In each wave, as in each moment and in each potential movement, I believe there exists an element of truth that can be expressed in myriad ways. These ways of being and acting are natural and spontaneous in people who have plunged into the present, who are attentive to the details of reality, who are masters of their own ideas and free in the actions they take. There lies genuine wisdom.
It is this same power of truth that allows some people to surf in a calm and balanced fashion, true to themselves, independent of environmental conditions. Others seem never to be able to reach this point. They even persuade themselves that balance is not part of their nature.
Of course things do fall apart -- our job comes to an end, or somebody cheats us.

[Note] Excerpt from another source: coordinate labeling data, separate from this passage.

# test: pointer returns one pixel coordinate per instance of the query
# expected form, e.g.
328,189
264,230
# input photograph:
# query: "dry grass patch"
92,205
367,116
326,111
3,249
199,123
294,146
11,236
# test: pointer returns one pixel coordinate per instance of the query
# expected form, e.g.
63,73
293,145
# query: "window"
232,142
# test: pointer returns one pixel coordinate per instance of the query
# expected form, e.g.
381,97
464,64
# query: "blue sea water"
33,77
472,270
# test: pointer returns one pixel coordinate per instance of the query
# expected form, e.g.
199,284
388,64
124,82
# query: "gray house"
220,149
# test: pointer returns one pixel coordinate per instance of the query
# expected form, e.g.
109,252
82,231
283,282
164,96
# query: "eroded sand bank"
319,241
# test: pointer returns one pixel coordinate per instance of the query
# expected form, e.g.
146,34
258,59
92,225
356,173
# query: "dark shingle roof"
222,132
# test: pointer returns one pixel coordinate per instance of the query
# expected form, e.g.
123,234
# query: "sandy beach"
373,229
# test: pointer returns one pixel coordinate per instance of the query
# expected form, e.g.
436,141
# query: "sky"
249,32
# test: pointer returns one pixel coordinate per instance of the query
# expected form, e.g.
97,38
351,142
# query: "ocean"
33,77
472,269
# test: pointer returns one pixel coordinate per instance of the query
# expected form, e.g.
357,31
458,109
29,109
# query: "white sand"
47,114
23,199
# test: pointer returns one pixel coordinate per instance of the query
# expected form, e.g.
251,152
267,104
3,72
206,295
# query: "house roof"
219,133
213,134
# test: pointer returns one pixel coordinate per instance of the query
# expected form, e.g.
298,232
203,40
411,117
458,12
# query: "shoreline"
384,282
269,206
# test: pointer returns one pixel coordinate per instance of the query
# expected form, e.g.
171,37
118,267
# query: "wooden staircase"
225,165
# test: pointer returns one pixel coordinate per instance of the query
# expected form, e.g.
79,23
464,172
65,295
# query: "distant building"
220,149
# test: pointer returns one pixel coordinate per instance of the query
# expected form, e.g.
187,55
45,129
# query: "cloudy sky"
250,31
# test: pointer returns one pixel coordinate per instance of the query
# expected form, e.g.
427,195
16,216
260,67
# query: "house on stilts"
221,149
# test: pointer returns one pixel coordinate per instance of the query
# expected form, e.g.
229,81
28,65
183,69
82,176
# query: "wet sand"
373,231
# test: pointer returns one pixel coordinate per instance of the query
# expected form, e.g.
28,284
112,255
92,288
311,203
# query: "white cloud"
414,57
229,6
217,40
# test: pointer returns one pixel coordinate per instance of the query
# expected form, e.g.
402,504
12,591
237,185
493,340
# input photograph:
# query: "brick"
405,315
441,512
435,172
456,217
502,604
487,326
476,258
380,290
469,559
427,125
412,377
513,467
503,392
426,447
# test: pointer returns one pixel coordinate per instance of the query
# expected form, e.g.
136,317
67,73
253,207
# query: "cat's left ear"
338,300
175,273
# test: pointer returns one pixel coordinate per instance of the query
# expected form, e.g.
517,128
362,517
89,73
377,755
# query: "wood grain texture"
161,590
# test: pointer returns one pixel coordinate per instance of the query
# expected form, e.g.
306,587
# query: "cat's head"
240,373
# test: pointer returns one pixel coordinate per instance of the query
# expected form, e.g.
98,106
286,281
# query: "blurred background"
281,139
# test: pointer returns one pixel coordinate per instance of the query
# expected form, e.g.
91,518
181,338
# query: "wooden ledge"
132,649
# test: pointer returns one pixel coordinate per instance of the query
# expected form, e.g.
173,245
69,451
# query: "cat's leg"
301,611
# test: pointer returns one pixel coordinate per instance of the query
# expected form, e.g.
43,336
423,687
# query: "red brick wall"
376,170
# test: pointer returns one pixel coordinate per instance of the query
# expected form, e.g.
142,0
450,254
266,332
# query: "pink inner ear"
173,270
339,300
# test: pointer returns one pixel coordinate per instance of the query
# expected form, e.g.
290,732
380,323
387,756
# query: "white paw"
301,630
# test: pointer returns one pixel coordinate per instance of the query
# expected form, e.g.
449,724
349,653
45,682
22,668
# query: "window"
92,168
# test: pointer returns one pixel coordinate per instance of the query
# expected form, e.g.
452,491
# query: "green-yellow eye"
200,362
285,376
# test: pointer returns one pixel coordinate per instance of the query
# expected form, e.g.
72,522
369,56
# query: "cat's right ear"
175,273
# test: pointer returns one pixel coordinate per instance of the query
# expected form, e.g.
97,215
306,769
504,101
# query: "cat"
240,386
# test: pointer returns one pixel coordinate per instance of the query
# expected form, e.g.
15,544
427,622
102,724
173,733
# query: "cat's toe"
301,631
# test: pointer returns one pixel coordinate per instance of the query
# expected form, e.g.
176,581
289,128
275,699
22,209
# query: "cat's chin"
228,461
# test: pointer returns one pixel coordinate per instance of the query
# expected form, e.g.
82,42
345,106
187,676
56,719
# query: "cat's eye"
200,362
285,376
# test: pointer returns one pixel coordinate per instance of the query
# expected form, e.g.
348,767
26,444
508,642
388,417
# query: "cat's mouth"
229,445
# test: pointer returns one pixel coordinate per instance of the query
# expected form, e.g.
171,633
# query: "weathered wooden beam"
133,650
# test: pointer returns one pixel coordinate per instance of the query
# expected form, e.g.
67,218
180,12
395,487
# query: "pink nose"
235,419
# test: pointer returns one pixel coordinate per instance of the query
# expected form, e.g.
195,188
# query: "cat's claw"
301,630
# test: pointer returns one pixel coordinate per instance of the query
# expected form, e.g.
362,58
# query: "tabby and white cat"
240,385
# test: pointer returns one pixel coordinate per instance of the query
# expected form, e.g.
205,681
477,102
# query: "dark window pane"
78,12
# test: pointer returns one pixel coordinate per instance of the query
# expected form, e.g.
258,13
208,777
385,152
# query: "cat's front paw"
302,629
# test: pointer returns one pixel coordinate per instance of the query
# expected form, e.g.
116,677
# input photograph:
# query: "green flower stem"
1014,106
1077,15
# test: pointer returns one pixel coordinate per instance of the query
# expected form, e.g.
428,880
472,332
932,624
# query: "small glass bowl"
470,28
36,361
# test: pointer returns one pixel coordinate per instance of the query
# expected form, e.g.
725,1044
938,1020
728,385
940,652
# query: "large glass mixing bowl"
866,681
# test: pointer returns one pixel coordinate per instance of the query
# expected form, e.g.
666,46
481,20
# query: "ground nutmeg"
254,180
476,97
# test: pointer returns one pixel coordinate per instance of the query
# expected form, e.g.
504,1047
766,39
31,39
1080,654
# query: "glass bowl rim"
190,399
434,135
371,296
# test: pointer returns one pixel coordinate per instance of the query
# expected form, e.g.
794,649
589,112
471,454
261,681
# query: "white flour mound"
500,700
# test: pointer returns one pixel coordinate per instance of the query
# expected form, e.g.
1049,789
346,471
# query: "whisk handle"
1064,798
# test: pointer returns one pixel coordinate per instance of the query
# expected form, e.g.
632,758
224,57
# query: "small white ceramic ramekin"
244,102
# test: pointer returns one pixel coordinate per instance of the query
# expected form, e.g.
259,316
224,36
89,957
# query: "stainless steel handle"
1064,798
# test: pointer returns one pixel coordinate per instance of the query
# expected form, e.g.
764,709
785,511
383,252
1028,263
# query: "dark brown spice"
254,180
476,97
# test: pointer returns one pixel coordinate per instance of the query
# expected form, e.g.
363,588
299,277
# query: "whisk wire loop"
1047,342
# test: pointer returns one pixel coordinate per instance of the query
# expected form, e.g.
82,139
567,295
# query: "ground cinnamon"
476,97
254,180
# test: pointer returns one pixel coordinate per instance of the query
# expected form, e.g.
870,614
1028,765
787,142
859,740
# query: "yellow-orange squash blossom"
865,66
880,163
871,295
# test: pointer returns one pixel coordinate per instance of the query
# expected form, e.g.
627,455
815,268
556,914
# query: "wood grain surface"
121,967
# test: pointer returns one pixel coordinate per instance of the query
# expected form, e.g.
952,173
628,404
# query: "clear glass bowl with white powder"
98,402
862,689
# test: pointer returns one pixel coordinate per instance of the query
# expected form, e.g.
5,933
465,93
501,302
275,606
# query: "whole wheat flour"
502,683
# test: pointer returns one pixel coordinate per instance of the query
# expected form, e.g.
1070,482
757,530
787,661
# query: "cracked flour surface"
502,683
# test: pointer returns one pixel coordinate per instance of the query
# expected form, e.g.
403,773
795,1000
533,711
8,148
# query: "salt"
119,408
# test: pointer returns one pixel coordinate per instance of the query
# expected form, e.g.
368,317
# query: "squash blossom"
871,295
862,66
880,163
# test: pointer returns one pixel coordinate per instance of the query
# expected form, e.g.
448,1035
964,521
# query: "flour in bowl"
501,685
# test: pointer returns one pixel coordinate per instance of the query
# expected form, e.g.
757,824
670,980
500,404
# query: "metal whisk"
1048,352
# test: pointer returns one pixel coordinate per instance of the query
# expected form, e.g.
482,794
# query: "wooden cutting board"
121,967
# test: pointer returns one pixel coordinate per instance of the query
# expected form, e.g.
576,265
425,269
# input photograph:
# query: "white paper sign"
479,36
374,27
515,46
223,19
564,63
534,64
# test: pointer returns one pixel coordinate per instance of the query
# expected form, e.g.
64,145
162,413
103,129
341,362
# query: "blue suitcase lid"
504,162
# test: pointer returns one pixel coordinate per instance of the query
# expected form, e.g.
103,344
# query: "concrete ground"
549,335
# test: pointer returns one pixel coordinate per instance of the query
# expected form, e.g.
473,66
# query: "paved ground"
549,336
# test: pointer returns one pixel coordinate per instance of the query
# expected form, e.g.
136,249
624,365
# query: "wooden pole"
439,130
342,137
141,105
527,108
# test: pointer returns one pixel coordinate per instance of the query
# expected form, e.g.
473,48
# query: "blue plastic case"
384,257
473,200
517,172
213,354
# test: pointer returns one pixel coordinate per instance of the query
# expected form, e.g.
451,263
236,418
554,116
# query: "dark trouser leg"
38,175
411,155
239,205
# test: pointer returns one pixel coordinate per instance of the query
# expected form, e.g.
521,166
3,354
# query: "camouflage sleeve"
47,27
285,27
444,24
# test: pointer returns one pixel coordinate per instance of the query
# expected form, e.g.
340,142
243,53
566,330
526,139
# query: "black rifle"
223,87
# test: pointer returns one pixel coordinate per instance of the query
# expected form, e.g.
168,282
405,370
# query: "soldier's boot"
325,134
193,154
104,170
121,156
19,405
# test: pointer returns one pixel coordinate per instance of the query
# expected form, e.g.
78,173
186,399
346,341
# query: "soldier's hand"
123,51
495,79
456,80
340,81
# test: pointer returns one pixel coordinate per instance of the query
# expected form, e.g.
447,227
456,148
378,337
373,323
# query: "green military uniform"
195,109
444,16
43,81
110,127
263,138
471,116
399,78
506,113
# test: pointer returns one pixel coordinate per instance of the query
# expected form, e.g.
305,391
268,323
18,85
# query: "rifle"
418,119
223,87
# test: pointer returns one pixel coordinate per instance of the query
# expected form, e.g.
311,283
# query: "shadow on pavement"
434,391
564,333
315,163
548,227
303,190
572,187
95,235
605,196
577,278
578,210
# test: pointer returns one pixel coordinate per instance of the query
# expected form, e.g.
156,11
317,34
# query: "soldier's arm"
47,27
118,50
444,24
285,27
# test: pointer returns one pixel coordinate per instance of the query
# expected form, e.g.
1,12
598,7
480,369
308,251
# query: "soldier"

But what is all of that right now, when a human being is animated by, and imbued with, a phenomenal capacity to imagine, to act, to receive, and to give? Regardless of the path one chooses in the search for balance, the search itself teaches us to live in the glory of each moment. Those who experience it become more authentically themselves.
To place high value on riding a wave is to find balance in one's life and surroundings, to accept change, to recognize the reality of an ephemeral world, to be conscious of the only thing that will always exist: change.
The challenge of adapting to change is usually more psychological than biological. In order to remain a little bit constant in a universe where everything is in flux, one has to have the kind of reliable confidence that stands up to the transitory nature of life, the confidence of someone who knows he or she is alive.
The sensation of balance that a surfer feels, that a painter experiences as he or she works on a picture, or that a dancer feels giving all for the simple pleasure of being alive for a moment -- that is what makes confidence possible. When the fear of falling disappears, it becomes easier to imagine oneself riding free. At that moment, life appears as a vast and inviting wave.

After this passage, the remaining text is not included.